Home Health ECOWAS Parliament Calls for Stronger Local Laws On Drug Trafficking, Abuse

ECOWAS Parliament Calls for Stronger Local Laws On Drug Trafficking, Abuse


The Parliament of the Economic Community of West African States ECOWAS sitting in Abuja, has recommended the strengthening of local laws regarding drug abuse and trafficking in Africa.

The Nigerian Delegate to the Parliament Hon. Onyeka Nweboyi who gave the recommendation during the ongoing first ordinary session of the Sixth Legislature in Abuja, expressed concern over Nigeria being used as a dumping ground for harmful drugs and substances, which he noted were having harmful effects and killing Nigerian youth everyday.

“This issue does not affect the youths of Africa alone. Local laws regarding drugs is very weak. The western world bring in these drugs to pollute our youth and its killing and destroying them,” Onyeka said.

He called for stiffer measures and punishment such as death penalty for drug traffickers in Africa, to curb the trend.

“We need to come up with stiffer measures, punishment like death penalty which will make those engaging in the business to have a change of heart. Propose and implement death penalty for those trading in the drugs, to curb its effect in Africa”.

Throwing his weight behind the submission of Onyeka, the Deputy Speaker of the Parliament, Barau Jibrin urged governments at all levels to do more in securing the boarders against infiltration, adding that there should be increased oversight functions to check import of drugs through the boarder.

In her Contribution, Hon. Idayat Adebule stressed the need for ECOWAS to go further than organising advocacy campaigns to curb drug abuse in the affected African countries.

She called for more efforts in collaboration with international or development partners to curb the menace in the region.

“The issue of drugs what do we do to stop it, we advocate to curb drug abuse.

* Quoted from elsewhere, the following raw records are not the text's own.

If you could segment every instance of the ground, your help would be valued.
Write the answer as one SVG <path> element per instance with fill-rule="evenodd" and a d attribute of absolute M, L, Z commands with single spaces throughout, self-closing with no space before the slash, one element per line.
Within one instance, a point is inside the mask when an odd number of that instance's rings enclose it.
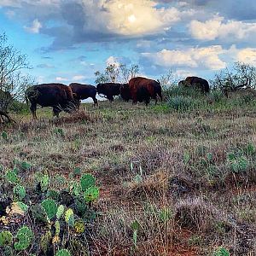
<path fill-rule="evenodd" d="M 96 177 L 96 218 L 73 255 L 256 255 L 255 105 L 176 111 L 115 100 L 38 116 L 1 127 L 0 164 L 30 163 L 28 187 L 38 171 L 55 189 L 68 188 L 75 167 Z"/>

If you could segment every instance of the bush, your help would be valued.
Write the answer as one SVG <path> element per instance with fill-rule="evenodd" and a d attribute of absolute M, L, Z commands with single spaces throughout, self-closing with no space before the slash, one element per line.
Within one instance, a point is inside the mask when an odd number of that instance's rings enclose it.
<path fill-rule="evenodd" d="M 168 106 L 170 108 L 183 112 L 193 109 L 197 106 L 197 102 L 191 97 L 176 96 L 168 100 Z"/>

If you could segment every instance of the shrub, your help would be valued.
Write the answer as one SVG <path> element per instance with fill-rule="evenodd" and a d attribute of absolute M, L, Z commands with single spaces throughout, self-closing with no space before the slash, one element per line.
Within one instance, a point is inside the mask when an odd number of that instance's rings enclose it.
<path fill-rule="evenodd" d="M 186 96 L 175 96 L 168 100 L 168 106 L 170 108 L 175 109 L 176 111 L 188 111 L 196 107 L 197 102 L 191 97 Z"/>

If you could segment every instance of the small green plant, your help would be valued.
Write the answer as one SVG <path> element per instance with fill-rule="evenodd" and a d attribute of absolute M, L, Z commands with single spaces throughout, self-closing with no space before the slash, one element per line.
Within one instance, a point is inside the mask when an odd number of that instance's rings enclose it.
<path fill-rule="evenodd" d="M 26 212 L 28 209 L 28 206 L 26 205 L 25 203 L 23 203 L 22 201 L 17 201 L 16 204 L 18 205 L 18 207 L 23 211 L 23 212 Z"/>
<path fill-rule="evenodd" d="M 31 244 L 33 237 L 33 232 L 27 226 L 20 228 L 17 234 L 18 241 L 15 243 L 15 248 L 17 251 L 26 250 Z"/>
<path fill-rule="evenodd" d="M 214 253 L 213 256 L 230 256 L 230 252 L 224 247 L 218 248 Z"/>
<path fill-rule="evenodd" d="M 8 171 L 5 175 L 5 178 L 13 184 L 16 184 L 19 182 L 19 177 L 15 170 Z"/>
<path fill-rule="evenodd" d="M 26 189 L 23 186 L 17 184 L 14 187 L 13 191 L 18 200 L 21 201 L 26 196 Z"/>
<path fill-rule="evenodd" d="M 13 242 L 13 235 L 10 231 L 0 233 L 0 247 L 10 246 Z"/>
<path fill-rule="evenodd" d="M 61 249 L 57 252 L 55 256 L 71 256 L 70 253 L 67 249 Z"/>
<path fill-rule="evenodd" d="M 99 189 L 96 186 L 90 187 L 84 192 L 84 200 L 86 202 L 91 202 L 98 199 L 100 195 Z"/>
<path fill-rule="evenodd" d="M 82 190 L 84 192 L 87 189 L 95 186 L 96 178 L 90 173 L 84 174 L 80 179 Z"/>
<path fill-rule="evenodd" d="M 47 212 L 41 204 L 32 205 L 30 207 L 30 211 L 36 220 L 45 224 L 49 223 Z"/>
<path fill-rule="evenodd" d="M 41 205 L 44 208 L 47 216 L 49 219 L 52 219 L 55 217 L 57 212 L 57 205 L 53 200 L 51 199 L 44 200 Z"/>
<path fill-rule="evenodd" d="M 20 164 L 20 167 L 23 169 L 23 170 L 29 170 L 31 167 L 32 167 L 32 165 L 27 163 L 27 162 L 21 162 Z"/>
<path fill-rule="evenodd" d="M 62 128 L 55 128 L 54 131 L 56 135 L 59 135 L 61 137 L 64 136 L 64 131 Z"/>
<path fill-rule="evenodd" d="M 74 230 L 78 234 L 82 234 L 84 232 L 85 228 L 83 219 L 79 218 L 74 222 Z"/>
<path fill-rule="evenodd" d="M 73 171 L 73 177 L 78 177 L 81 175 L 82 170 L 80 167 L 75 167 Z"/>
<path fill-rule="evenodd" d="M 65 221 L 68 225 L 70 225 L 71 227 L 73 227 L 74 216 L 73 216 L 73 212 L 71 208 L 67 209 L 65 212 Z"/>
<path fill-rule="evenodd" d="M 3 139 L 4 139 L 5 141 L 8 140 L 8 134 L 7 134 L 6 131 L 3 131 L 3 132 L 2 132 L 2 137 L 3 137 Z"/>

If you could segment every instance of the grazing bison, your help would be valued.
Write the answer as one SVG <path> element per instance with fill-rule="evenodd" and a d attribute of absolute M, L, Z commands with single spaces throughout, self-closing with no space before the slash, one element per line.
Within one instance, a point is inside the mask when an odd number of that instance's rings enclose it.
<path fill-rule="evenodd" d="M 113 96 L 120 94 L 121 84 L 105 83 L 98 84 L 96 86 L 99 95 L 103 95 L 109 102 L 113 102 Z"/>
<path fill-rule="evenodd" d="M 82 84 L 78 83 L 72 83 L 69 84 L 72 91 L 75 94 L 74 99 L 79 106 L 81 100 L 85 100 L 87 98 L 92 98 L 94 102 L 94 106 L 98 106 L 98 101 L 96 97 L 97 90 L 95 86 L 90 84 Z"/>
<path fill-rule="evenodd" d="M 127 102 L 131 99 L 129 84 L 124 84 L 120 86 L 120 96 L 122 99 Z"/>
<path fill-rule="evenodd" d="M 134 104 L 137 102 L 144 102 L 148 105 L 150 99 L 154 99 L 156 104 L 157 96 L 162 101 L 162 89 L 160 82 L 141 77 L 133 78 L 129 81 L 129 90 Z"/>
<path fill-rule="evenodd" d="M 185 80 L 180 81 L 178 85 L 197 88 L 203 93 L 210 91 L 210 86 L 207 80 L 198 77 L 187 77 Z"/>
<path fill-rule="evenodd" d="M 54 116 L 59 116 L 62 110 L 71 113 L 75 109 L 73 93 L 69 86 L 62 84 L 42 84 L 29 87 L 26 99 L 31 103 L 30 109 L 37 119 L 37 105 L 52 107 Z"/>

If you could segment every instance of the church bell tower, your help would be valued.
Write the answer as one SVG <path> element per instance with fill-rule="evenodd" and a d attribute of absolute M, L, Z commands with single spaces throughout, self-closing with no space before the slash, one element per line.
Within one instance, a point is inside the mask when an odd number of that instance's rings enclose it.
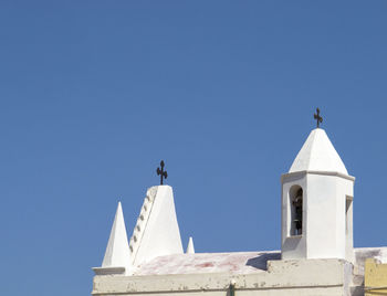
<path fill-rule="evenodd" d="M 282 258 L 353 261 L 355 178 L 322 128 L 313 129 L 282 183 Z"/>

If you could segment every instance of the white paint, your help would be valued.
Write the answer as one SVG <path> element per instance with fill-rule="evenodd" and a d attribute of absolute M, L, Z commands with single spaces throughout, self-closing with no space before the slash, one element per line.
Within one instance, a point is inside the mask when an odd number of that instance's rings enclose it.
<path fill-rule="evenodd" d="M 230 283 L 234 283 L 239 296 L 349 295 L 351 268 L 342 260 L 300 260 L 269 261 L 268 271 L 249 274 L 95 276 L 92 294 L 224 296 Z"/>
<path fill-rule="evenodd" d="M 94 271 L 96 274 L 128 274 L 130 271 L 130 251 L 121 202 L 118 202 L 102 267 L 96 267 Z"/>
<path fill-rule="evenodd" d="M 314 129 L 282 182 L 282 258 L 353 260 L 352 200 L 355 178 L 323 129 Z M 292 192 L 303 190 L 302 234 L 292 235 Z M 292 224 L 293 223 L 293 224 Z"/>
<path fill-rule="evenodd" d="M 186 254 L 195 254 L 194 240 L 189 236 Z"/>
<path fill-rule="evenodd" d="M 341 157 L 322 128 L 313 129 L 289 172 L 315 170 L 348 175 Z"/>
<path fill-rule="evenodd" d="M 129 249 L 134 266 L 157 256 L 184 253 L 171 187 L 147 190 Z"/>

How do we ensure we go further than advocacy when it comes to drug abuse in the affected countries,?.

“Canvassing about it is not enough, in what way can UNODC assist the affected countries combat this challenge?”, she said.

Another delegate, Abiante Awaji-Inombek who also expressed concern over drug use and abuse, asked if the issue of drug should be treated as a crime or as ill health.

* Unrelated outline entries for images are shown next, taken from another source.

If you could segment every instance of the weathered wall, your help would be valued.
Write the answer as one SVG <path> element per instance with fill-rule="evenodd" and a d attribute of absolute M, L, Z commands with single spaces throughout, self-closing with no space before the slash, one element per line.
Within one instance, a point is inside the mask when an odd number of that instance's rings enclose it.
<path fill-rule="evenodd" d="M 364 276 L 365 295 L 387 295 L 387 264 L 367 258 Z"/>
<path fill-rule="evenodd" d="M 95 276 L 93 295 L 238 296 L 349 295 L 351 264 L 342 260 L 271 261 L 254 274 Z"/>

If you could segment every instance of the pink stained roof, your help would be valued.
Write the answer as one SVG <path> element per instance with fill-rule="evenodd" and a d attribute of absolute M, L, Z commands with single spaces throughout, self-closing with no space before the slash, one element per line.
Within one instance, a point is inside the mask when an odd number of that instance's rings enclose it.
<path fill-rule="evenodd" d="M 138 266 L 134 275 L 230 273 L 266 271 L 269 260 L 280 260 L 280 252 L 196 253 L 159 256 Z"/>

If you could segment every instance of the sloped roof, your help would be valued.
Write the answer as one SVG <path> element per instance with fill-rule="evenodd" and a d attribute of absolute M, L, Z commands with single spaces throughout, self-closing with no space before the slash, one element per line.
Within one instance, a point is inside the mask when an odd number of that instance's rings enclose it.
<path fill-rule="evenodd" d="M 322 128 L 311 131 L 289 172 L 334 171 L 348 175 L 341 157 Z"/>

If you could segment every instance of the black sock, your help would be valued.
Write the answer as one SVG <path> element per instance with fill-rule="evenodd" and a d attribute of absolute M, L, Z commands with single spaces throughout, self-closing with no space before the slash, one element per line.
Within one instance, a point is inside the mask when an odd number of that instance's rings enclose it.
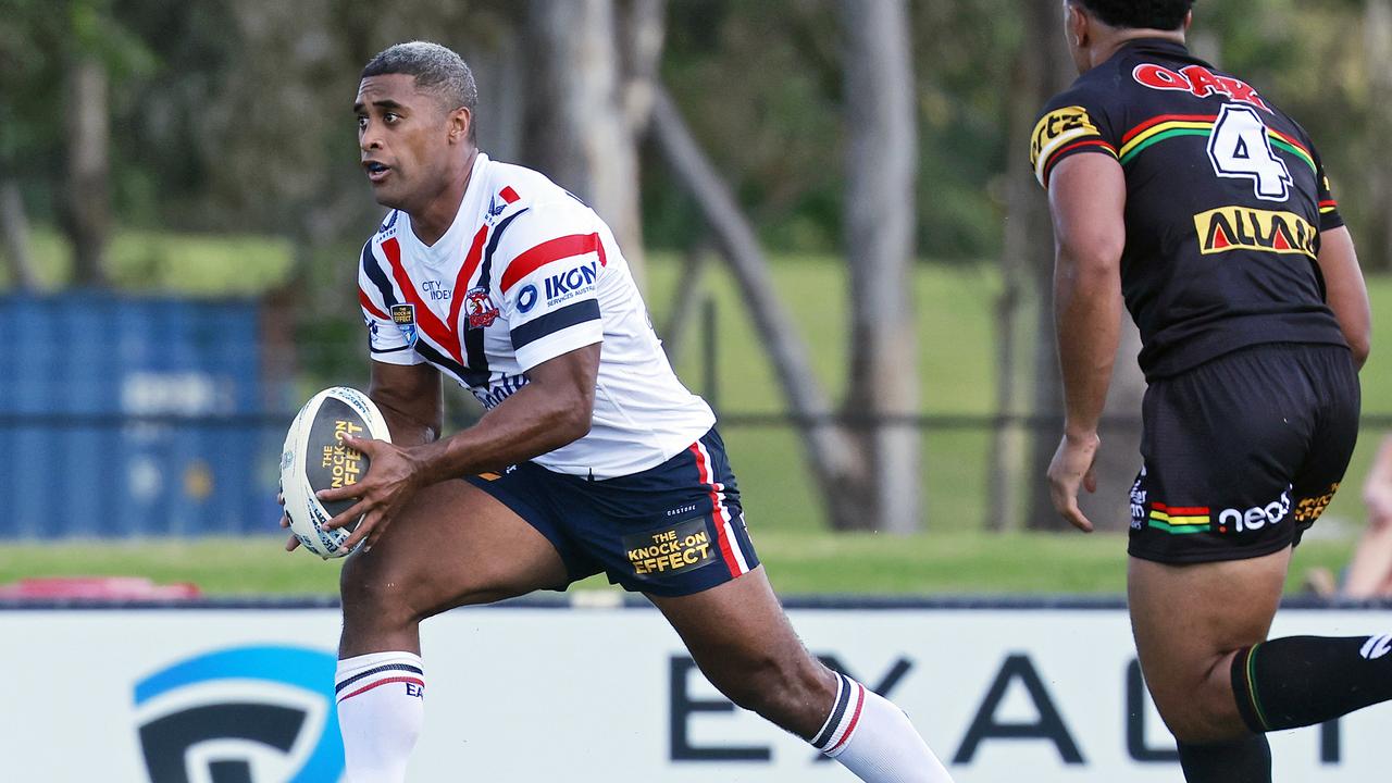
<path fill-rule="evenodd" d="M 1271 745 L 1265 734 L 1217 745 L 1179 743 L 1179 766 L 1189 783 L 1271 783 Z"/>
<path fill-rule="evenodd" d="M 1253 731 L 1324 723 L 1392 699 L 1392 637 L 1286 637 L 1239 649 L 1237 711 Z"/>

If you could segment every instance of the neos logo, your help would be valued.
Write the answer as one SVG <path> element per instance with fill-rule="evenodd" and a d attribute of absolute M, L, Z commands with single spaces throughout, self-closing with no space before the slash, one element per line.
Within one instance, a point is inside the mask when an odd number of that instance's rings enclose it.
<path fill-rule="evenodd" d="M 1368 637 L 1368 641 L 1363 642 L 1363 649 L 1359 651 L 1368 660 L 1377 660 L 1388 652 L 1392 652 L 1392 637 L 1386 634 Z"/>
<path fill-rule="evenodd" d="M 344 750 L 334 656 L 294 646 L 220 649 L 135 684 L 152 783 L 333 783 Z"/>

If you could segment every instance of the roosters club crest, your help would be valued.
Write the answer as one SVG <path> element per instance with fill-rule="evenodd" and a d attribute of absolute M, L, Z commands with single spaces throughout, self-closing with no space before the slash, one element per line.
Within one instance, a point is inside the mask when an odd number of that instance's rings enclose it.
<path fill-rule="evenodd" d="M 469 316 L 469 329 L 484 329 L 498 319 L 498 308 L 483 287 L 469 288 L 464 295 L 464 312 Z"/>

He appealed to all Africans to see the issue as what personally affects every country, urging each them to treat it as a disaster that involves all.

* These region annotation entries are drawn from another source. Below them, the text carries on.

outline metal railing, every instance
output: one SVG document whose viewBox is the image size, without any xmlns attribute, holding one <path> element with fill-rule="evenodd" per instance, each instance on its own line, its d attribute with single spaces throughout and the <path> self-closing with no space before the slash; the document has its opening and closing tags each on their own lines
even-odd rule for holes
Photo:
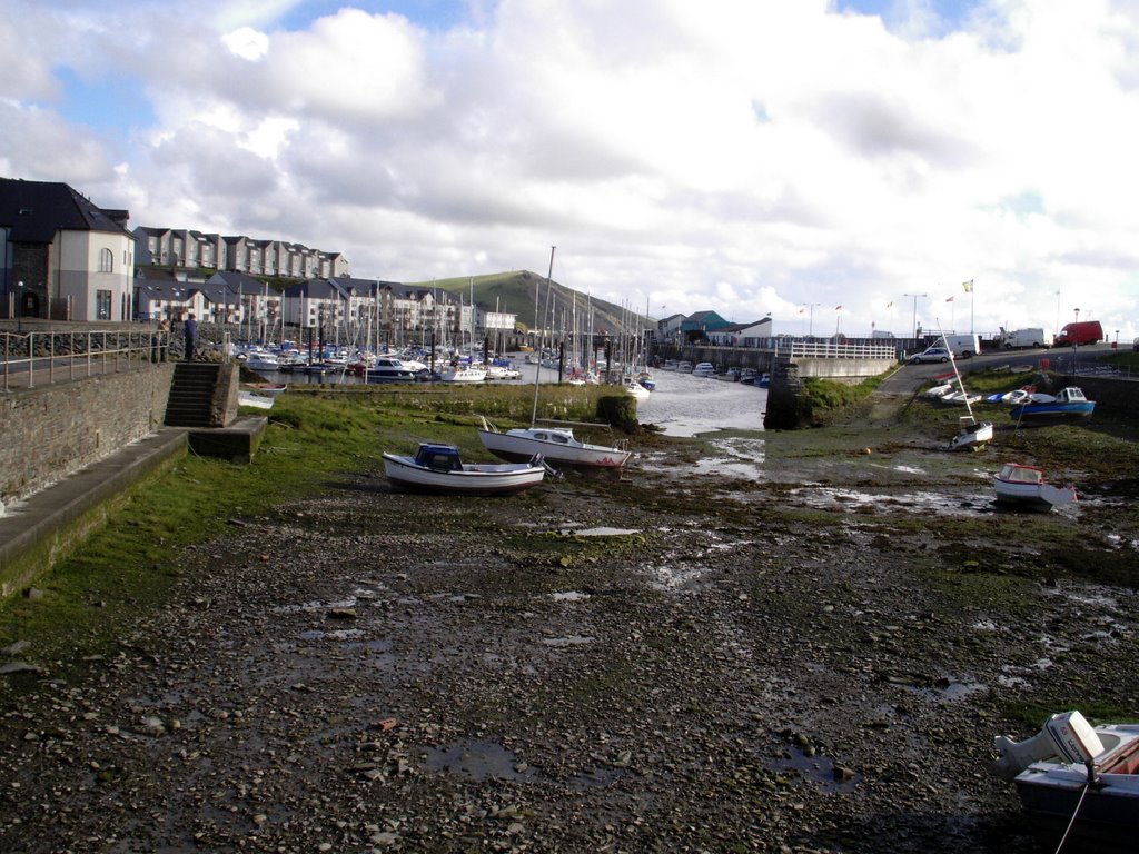
<svg viewBox="0 0 1139 854">
<path fill-rule="evenodd" d="M 149 367 L 170 358 L 170 338 L 161 329 L 0 332 L 3 391 Z"/>
<path fill-rule="evenodd" d="M 776 344 L 776 355 L 795 359 L 898 359 L 893 346 L 880 344 L 831 344 L 829 342 L 790 342 Z"/>
</svg>

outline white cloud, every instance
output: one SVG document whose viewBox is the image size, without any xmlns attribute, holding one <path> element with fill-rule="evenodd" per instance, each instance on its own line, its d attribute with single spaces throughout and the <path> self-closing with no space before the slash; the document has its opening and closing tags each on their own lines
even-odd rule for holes
<svg viewBox="0 0 1139 854">
<path fill-rule="evenodd" d="M 226 33 L 221 41 L 233 56 L 251 63 L 263 59 L 269 52 L 269 36 L 248 26 L 241 26 Z"/>
<path fill-rule="evenodd" d="M 501 0 L 451 30 L 350 3 L 287 27 L 306 5 L 14 2 L 0 46 L 38 47 L 0 50 L 0 166 L 136 223 L 407 280 L 541 272 L 557 244 L 583 291 L 786 331 L 817 303 L 816 331 L 842 304 L 843 331 L 904 332 L 902 295 L 927 293 L 926 326 L 968 305 L 982 330 L 1051 327 L 1079 298 L 1139 334 L 1134 2 L 908 0 L 883 22 L 828 0 Z M 153 117 L 71 123 L 59 61 L 133 79 Z"/>
</svg>

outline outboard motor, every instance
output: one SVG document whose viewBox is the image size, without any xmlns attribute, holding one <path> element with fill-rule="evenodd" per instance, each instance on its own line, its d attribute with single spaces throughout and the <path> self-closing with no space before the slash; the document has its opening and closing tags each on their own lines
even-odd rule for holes
<svg viewBox="0 0 1139 854">
<path fill-rule="evenodd" d="M 993 748 L 1000 754 L 993 771 L 1006 780 L 1015 779 L 1033 762 L 1050 757 L 1058 757 L 1068 764 L 1087 765 L 1090 780 L 1095 759 L 1104 753 L 1104 742 L 1083 715 L 1064 712 L 1049 717 L 1040 732 L 1024 741 L 998 736 L 993 739 Z"/>
<path fill-rule="evenodd" d="M 548 463 L 546 461 L 546 457 L 540 453 L 535 453 L 533 457 L 530 458 L 530 465 L 533 466 L 534 468 L 541 466 L 542 468 L 546 469 L 546 474 L 549 475 L 550 477 L 555 477 L 558 479 L 562 478 L 562 473 L 558 471 L 556 468 L 554 468 L 550 463 Z"/>
</svg>

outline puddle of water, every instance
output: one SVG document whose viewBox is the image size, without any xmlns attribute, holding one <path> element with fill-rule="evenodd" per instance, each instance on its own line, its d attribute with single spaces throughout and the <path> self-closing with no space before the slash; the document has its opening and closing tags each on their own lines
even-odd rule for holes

In his response, the National Programme Officer- Liaison, United Nations Office on Drug and Crime(UNODC), Nigeria Country Office, Baranaye Marcus, who had earlier gave the Parliamentarians a presentation on the activities of the organisation, assured that as partners who are also working to curb drug abuse among African youths, the UNOÐC will continue to implement programs designed to promote light skills for West Africa youths, to impact and teach them how to respond in different situations.

According to Marcus who admitted to the need to go beyond advocacy in combating drug abuse, the vocational trainings for youth engagement would keep them away from peer influence and create indirect jobs for the community.

He said the UNODC in collaboration with UNICEF and other sister agencies implement programs in the area of intervention on maritime crime and maritime law enforcement.

Citing boarder porosity as one of the major challenges to drug control in the ECOWAS region, Marcus said “We do invest a lot of efforts and resources. Our main task is to provide capacity building to security agencies and provide regional integration”..

However in considering laws for stiffer penalties for offenders, the UNOÐC representative advised the Parliament to consider the highest level of prevalence in differentiating between drug traffickers who he noted may be considered as criminals and drug abusers who are in need of rehabilitation and reintegration programs.